DOMParser: parseFromString() method
Baseline
Widely available
This feature is well established and works across many devices and browser versions. It’s been available across browsers since July 2015.
Warning: This method parses its input as HTML, writing the result into the DOM. APIs like this are known as injection sinks, and are potentially a vector for cross-site-scripting (XSS) attacks, if the input originally came from an attacker.
You can mitigate this risk by always passing TrustedHTML
objects instead of strings and enforcing trusted types.

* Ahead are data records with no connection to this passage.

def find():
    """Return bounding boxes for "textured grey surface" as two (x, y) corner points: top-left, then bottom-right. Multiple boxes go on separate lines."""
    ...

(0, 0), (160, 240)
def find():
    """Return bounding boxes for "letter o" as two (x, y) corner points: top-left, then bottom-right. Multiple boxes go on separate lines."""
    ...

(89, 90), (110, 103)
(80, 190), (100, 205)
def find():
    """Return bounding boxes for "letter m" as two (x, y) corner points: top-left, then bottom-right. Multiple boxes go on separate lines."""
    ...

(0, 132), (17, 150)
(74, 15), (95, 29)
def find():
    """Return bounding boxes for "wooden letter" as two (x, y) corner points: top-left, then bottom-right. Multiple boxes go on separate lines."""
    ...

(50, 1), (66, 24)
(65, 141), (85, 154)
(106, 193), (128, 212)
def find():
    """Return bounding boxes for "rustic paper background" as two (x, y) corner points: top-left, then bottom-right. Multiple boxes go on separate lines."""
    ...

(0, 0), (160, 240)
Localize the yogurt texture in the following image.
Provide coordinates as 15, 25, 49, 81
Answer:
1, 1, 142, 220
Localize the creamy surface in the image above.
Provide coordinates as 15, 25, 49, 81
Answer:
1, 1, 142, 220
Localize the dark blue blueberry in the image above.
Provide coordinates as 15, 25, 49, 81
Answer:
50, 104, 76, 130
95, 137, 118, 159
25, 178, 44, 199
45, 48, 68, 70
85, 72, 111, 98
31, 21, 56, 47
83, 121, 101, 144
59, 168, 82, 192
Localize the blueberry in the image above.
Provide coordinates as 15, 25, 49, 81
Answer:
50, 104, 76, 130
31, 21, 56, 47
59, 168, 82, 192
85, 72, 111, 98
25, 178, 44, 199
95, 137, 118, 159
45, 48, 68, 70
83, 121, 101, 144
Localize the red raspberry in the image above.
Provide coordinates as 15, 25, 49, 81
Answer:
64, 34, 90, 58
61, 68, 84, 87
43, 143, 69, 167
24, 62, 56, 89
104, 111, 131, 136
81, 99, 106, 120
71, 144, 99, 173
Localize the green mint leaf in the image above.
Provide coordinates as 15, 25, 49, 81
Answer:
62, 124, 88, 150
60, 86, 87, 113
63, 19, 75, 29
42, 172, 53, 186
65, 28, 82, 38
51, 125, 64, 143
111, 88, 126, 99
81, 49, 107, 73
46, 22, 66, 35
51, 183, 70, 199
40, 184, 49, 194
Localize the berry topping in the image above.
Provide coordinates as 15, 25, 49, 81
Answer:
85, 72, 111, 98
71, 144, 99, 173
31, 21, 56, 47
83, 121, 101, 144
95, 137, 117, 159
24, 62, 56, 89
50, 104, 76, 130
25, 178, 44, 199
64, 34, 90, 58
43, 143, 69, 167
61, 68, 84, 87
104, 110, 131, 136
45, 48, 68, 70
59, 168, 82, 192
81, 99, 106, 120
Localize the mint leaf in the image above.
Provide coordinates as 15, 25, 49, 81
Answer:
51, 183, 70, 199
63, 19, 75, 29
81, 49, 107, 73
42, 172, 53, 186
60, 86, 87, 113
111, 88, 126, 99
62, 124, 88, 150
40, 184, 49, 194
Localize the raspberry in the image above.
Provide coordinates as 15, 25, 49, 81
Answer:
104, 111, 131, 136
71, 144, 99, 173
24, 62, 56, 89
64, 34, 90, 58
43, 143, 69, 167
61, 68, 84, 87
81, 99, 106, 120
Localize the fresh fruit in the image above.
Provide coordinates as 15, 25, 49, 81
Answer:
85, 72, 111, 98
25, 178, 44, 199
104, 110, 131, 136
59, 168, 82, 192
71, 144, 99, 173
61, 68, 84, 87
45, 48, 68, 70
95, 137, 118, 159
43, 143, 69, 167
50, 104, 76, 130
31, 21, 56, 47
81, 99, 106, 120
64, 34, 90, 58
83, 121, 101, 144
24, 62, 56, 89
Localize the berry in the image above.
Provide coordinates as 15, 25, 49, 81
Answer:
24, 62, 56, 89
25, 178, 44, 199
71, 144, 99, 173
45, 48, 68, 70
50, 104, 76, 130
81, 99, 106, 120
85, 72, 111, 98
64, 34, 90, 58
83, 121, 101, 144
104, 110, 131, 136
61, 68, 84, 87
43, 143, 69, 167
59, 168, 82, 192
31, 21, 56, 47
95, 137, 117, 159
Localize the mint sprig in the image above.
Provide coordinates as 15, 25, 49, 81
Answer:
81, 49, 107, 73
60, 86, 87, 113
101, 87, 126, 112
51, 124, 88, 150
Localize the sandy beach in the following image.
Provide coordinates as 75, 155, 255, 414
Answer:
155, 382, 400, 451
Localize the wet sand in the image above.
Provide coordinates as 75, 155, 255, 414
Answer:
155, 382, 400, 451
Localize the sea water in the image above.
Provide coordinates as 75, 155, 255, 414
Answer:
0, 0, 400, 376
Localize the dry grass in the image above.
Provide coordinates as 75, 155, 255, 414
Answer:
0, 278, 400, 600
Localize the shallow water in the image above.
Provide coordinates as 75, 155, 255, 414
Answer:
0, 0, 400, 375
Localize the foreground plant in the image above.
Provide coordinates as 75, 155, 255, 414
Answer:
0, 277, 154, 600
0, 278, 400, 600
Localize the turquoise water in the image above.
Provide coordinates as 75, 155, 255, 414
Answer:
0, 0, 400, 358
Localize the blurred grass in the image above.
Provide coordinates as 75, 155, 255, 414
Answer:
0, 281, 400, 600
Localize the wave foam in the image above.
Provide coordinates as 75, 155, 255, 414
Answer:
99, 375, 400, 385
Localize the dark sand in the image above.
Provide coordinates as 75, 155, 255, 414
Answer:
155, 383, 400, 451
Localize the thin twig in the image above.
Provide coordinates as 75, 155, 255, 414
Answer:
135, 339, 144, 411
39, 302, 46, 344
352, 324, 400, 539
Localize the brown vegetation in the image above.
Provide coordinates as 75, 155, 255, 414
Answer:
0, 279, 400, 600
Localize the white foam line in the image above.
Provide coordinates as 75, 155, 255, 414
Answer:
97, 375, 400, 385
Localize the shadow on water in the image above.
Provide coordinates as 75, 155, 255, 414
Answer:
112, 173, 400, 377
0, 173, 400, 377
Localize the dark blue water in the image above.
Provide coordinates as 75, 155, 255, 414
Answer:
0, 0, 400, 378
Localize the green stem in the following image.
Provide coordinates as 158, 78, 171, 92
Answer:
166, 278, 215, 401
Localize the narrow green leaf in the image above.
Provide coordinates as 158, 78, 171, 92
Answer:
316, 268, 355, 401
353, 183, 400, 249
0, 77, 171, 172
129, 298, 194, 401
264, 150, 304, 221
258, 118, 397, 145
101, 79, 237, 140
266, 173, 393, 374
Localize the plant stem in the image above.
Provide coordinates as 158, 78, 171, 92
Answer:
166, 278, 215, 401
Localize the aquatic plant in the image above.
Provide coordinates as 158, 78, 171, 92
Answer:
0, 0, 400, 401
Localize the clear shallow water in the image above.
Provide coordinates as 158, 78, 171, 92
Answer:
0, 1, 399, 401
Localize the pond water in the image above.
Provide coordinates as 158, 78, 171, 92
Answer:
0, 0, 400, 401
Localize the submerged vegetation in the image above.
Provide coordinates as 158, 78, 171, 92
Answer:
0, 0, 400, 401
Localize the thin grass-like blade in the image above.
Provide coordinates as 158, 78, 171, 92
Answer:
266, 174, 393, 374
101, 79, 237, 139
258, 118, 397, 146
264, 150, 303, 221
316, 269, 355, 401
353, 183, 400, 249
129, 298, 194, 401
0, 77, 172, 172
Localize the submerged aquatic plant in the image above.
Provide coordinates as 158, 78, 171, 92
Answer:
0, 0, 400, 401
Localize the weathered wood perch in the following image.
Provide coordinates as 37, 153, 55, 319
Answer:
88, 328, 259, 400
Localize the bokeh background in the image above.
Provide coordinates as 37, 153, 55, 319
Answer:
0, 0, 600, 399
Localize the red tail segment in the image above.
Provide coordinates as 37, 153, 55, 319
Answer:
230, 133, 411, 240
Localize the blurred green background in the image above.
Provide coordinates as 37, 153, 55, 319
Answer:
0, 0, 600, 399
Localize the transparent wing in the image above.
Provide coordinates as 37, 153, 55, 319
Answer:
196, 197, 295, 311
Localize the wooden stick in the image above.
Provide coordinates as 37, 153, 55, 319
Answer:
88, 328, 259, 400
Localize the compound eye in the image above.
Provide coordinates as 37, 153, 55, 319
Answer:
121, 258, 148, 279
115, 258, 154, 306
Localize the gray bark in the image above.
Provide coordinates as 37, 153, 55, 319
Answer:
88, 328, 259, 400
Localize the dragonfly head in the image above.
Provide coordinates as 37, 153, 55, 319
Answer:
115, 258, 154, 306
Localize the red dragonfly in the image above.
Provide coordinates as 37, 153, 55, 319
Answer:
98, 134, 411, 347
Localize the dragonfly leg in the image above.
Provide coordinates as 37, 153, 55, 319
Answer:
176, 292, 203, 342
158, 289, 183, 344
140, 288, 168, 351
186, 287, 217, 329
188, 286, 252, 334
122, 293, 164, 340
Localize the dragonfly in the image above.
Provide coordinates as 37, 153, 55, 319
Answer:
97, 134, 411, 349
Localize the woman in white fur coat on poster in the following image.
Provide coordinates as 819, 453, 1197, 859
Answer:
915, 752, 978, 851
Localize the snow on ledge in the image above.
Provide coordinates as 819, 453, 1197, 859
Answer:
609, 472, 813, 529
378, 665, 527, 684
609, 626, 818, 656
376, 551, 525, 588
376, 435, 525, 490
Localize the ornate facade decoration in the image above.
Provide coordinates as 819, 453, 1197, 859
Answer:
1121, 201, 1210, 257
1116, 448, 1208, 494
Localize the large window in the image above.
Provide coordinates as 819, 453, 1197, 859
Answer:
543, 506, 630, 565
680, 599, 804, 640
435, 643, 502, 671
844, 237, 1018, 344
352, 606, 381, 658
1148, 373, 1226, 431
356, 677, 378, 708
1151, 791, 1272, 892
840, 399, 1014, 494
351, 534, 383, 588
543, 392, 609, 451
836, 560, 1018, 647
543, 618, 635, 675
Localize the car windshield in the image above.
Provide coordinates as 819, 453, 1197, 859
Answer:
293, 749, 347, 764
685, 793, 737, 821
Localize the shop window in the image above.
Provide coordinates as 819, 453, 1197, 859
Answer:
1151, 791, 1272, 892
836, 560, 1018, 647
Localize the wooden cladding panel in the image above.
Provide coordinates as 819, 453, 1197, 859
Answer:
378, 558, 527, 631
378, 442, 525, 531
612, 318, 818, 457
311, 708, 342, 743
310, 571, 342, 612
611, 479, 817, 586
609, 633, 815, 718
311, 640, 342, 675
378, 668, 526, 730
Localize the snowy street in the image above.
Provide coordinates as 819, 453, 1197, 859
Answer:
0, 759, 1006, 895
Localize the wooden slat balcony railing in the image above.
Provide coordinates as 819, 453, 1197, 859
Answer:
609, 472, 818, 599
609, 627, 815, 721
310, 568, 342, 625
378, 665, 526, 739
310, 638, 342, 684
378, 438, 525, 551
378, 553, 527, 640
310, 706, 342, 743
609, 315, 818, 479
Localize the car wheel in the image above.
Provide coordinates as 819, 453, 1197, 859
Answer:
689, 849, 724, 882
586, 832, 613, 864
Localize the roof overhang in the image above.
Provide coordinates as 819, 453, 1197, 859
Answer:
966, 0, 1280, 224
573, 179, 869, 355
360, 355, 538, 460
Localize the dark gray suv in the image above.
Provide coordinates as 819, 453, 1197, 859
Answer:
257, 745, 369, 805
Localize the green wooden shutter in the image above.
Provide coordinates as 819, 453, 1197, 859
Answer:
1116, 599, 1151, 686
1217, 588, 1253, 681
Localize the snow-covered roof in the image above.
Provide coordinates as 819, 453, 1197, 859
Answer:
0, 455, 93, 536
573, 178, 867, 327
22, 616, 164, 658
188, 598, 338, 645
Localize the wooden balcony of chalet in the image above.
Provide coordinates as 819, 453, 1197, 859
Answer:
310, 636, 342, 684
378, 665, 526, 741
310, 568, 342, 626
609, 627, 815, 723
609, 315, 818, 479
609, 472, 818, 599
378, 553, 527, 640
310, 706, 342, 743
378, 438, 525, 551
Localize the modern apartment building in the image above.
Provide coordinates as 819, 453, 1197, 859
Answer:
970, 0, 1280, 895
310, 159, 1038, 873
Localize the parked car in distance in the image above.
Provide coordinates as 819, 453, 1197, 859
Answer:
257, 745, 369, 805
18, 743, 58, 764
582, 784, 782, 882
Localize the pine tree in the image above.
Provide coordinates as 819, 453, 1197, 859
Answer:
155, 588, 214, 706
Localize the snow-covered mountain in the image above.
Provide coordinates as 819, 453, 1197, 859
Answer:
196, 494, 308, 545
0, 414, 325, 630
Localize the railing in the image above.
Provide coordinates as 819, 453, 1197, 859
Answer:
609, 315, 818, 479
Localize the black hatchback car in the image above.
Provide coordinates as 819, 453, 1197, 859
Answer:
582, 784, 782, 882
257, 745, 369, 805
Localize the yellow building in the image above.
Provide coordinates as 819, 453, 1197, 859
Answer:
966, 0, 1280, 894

See Security considerations for more information.
The parseFromString()
method of the DOMParser
interface parses an input containing either HTML or XML, returning a Document
with the type given in the contentType
property.
Note:
The Document.parseHTMLUnsafe()
static method provides an ergonomic alternative for parsing HTML markup into a Document
.
Syntax
parseFromString(input, mimeType)
Parameters
input
-
A
TrustedHTML
or string instance defining HTML to be parsed. The markup must contain either an HTML, XML, XHTML, or SVG document. mimeType
-
A string that specifies whether the XML parser or the HTML parser is used to parse the string.
Allowed values are:
text/html
text/xml
application/xml
application/xhtml+xml
image/svg+xml
Return value
A Document
with contentType
matching the given mimeType
.
Note:
The browser may actually return an HTMLDocument
or XMLDocument
object.
These derive from Document
and add no attributes: they are essentially equivalent.
Exceptions
TypeError
-
This is thrown when:
mimeType
is passed a value that is not one of the allowed values.input
is passed a string value when Trusted Types are enforced by a CSP and no default policy is defined.
Description
The parseFromString()
method parses an input containing either HTML or XML, returning a Document
with the contentType
matching the mimeType
.
This Document
contains a complete in-memory DOM that is separate from the main document in the associated page.
If the mimeType
is text/html
the input is parsed as HTML and <script>
elements are marked as non-executable, events are not fired, and event handlers aren't called to run inline scripts.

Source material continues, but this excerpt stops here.